# Coats for Cold Weather



## SandraDee (Oct 19, 2010)

I'm not really sure what to do about this. For those that have had puppies during the winter, did you bother buying a coat for them. If you did, what size did you end up getting? 

I would like to be able to take the dog out when it is below freezing for more than just a quick romp in the backyard, but I don't want to spend a gazillion dollars on a bunch of different sizes of coats becuase he's growing like a weed.


----------



## DixiesMom (Feb 5, 2009)

I just bought Reba a Vizsla Tummy Warmer from k9 Apparel. You would not want a young pup out in extremely cold weather for long periods, so this fleece might work well for you.
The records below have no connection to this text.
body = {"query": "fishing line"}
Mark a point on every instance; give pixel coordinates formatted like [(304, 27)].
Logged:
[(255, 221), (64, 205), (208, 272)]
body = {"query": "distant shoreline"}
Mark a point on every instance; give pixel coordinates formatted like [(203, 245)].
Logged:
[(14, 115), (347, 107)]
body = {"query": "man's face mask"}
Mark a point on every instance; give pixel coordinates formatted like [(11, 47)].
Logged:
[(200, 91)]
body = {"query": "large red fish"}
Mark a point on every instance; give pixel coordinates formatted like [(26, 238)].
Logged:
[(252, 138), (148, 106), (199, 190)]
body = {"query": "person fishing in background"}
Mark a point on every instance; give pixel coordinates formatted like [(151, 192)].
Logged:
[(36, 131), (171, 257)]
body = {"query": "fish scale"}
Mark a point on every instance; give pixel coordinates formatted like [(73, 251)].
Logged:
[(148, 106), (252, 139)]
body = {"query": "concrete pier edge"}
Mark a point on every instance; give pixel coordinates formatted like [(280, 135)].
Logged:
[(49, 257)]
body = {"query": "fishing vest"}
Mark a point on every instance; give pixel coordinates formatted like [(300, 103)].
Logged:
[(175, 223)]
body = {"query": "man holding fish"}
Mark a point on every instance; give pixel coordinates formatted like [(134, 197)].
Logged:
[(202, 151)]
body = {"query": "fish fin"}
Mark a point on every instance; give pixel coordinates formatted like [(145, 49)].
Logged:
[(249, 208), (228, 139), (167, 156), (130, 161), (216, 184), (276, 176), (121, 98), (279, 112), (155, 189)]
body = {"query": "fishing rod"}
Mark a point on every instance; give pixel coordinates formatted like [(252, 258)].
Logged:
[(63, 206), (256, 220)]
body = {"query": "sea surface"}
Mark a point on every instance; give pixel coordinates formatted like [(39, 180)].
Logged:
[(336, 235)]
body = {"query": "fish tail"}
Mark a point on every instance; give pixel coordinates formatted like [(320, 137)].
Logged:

The tummy warmer has alot of built in adjustability in the chest band.


----------



## Linescreamer (Sep 28, 2010)

The Land's End Coat is working for Copper.


----------



## SandraDee (Oct 19, 2010)

I was looking at the lands end ones. What size did you get?


----------



## Linescreamer (Sep 28, 2010)

I think it was a medium. He is only 40 lbs and 21" at the shoulder. The waist strap is really long, so don't sweat it if you think your V maybe on the high side of the range. I just followed the chart. Hey, for $20 it's pretty good.  I need to watch him and make sure he doesn't take it off when I'm not looking. However, when it's really cold he realizes it does keep him warm. ;D


----------